I got in my car and drove to the clinic, really just to be doing something. It was a few minutes after five when I arrived.
“No one’s here,” Bernie told the ringing phone as she breezed out the door, intent on making her escape. She plowed into me, then jumped back in embarrassment and confusion at the physical contact.
“Hi, Bern,” I said, thinking to myself, definitely a baby dykling. “Anything going on?”
“Oh, the usual. Well, the unusual, but nothing terribly exciting.”
“I see.”
“I have to go babysit,” she said, explaining her hurry. “Betty’s locking up.”
“Hurry on. I’ll see you later.”
She waved and headed for the door. I entered the office. Nurse Peterson was there.
“Oh, hello, Miss Knight,” she said when she saw me.
“Hello,” I replied. “Noble of you to close up as often as you do.”
“I don’t mind. Bernie does so many extra things for the rest of us.”
“Yeah, she’s a good kid. Can I ask you a few questions?”
“Of course. I’ve certainly asked you enough.”
“The women Cordelia’s accused of killing. Do you remember any of them?”
“I only started here recently, about two months ago. I know that one of the women was a patient here. The one you found…in the basement.”
“Beverly Sue Morris?”
“Yes, her. I think she was one of Jane’s patients.”
“Did Cordelia ever see her?”
“She might have. I don’t really know.”
“Was she here Friday afternoon?”
“I honestly don’t remember.”
“What about Faye Zimmer? Alice Janice Tresoe? Vicky Edith Williams?”
“Who?” she asked. “Could you repeat those names?”
“Faye Zimmer, Alice Janice Tresoe, Vicky Edith Williams.”
“I think…I remember Faye Zimmer. She seemed awfully young…she came in here for birth control pills. I guess now that she’s…gone, privacy doesn’t matter much.”
“It’s lost once you’re dead. For murder victims, it’s stripped away,” I told her in a quiet voice. “Do you remember any of the other women?”
“No, I’m afraid I don’t. I usually work with the kids.
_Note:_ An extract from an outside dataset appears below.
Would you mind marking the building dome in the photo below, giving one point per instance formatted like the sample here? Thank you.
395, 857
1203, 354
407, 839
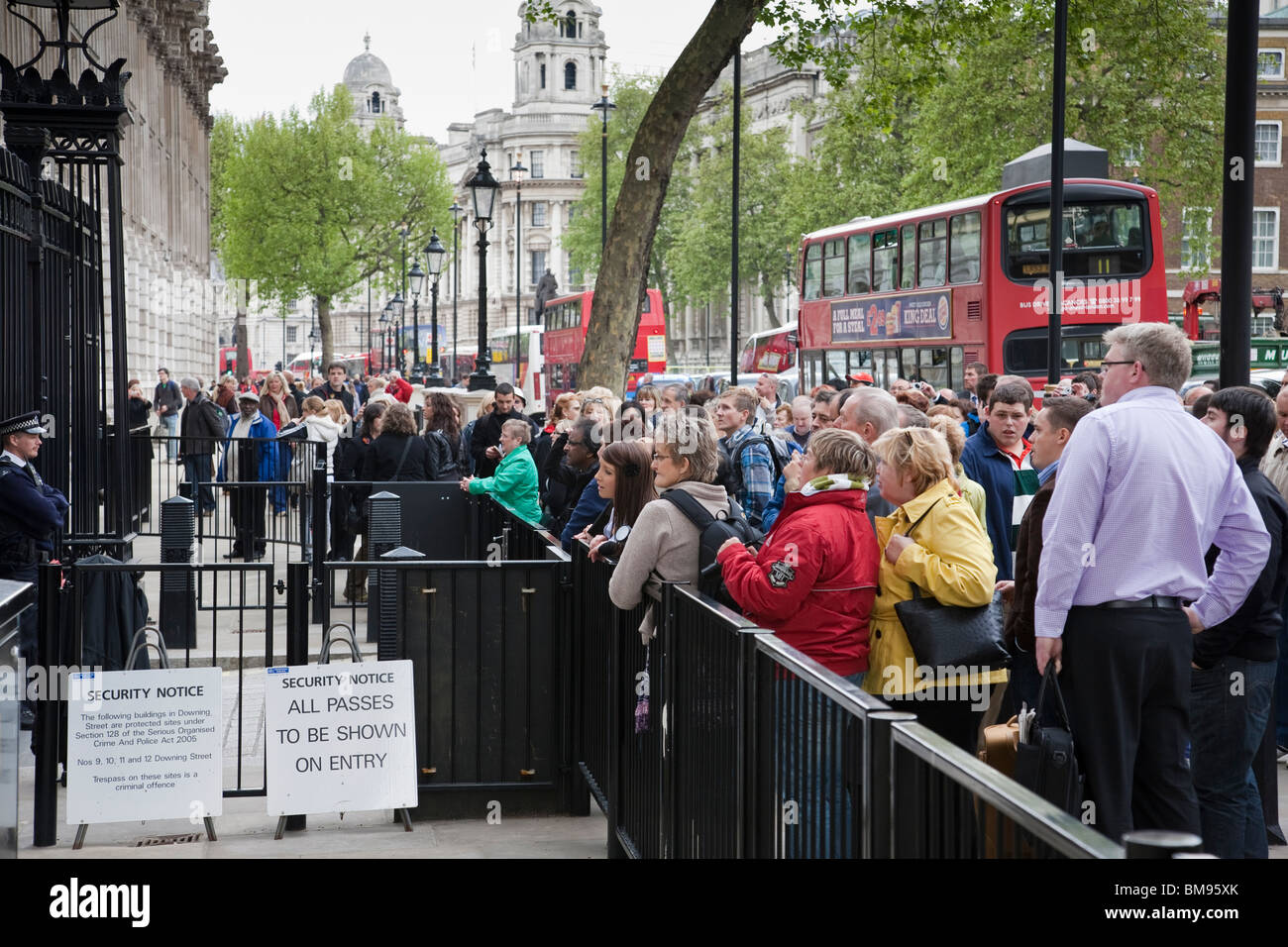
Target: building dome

My specialty is pediatric nursing.”
“Do you like working here?” I asked, gently probing.
“Oh, yes.” She smiled, her face becoming animated.
“Even with your views about abortion?”
“This isn’t an abortion clinic. Most of what we do here has nothing to do with abortion. I’m here because I’ve always wanted to do this kind of medicine. I can get to know my patients, not just hand them a pill. I can make a difference. When I worked in a hospital, at times I felt like I was just another white uniform. Cordelia said the only rule here is to be a kind, compassionate, responsible adult.”
“How about the people? Do you get along with the rest of the staff?”
“Yes, everyone is nice. Kind. Even though we disagree about things, I feel like, well, I’m in a family here. It makes me…I don’t know.”
“Makes you what?”
“Sometimes I wonder about things. I mean, Millie lives with a man. They’re not married. And she’s made it clear that…”
“That they have sex.” Millie would, I thought.
“Yes. I was taught that that was wrong. But I can’t look at Millie and see a sinner, or some evil harlot. That’s what my father calls women like her. And Cordelia…”
“And Cordelia?” I prompted.
“She’s very smart. Very dedicated and hardworking. One day we were talking and—I’m twenty-three now. I’ve had the same boyfriend for two years and everyone expects me to marry him. I’m not even sure that I like him. Cordelia told me that she had almost married someone to please her family. She didn’t say it like that. She said, ‘To meet expectations that had been handed down from generation to generation, to the point that I imposed them on myself. But then I realized that their expectations didn’t equal my happiness, wouldn’t make up for love that wasn’t really there.’ Then she told me—” Betty abruptly halted.
“Told you about her personal life?” I suggested.
“Yes, I guess you would know,” Betty said with a rueful smile. “I was taken aback. And I think I said something stupid like I thought she was pretty enough to get a man.
“She replied that what mattered was that she was finally strong enough to know who she was and what she wanted. That the hardest thing she’d ever done was to give herself the right to her own life.”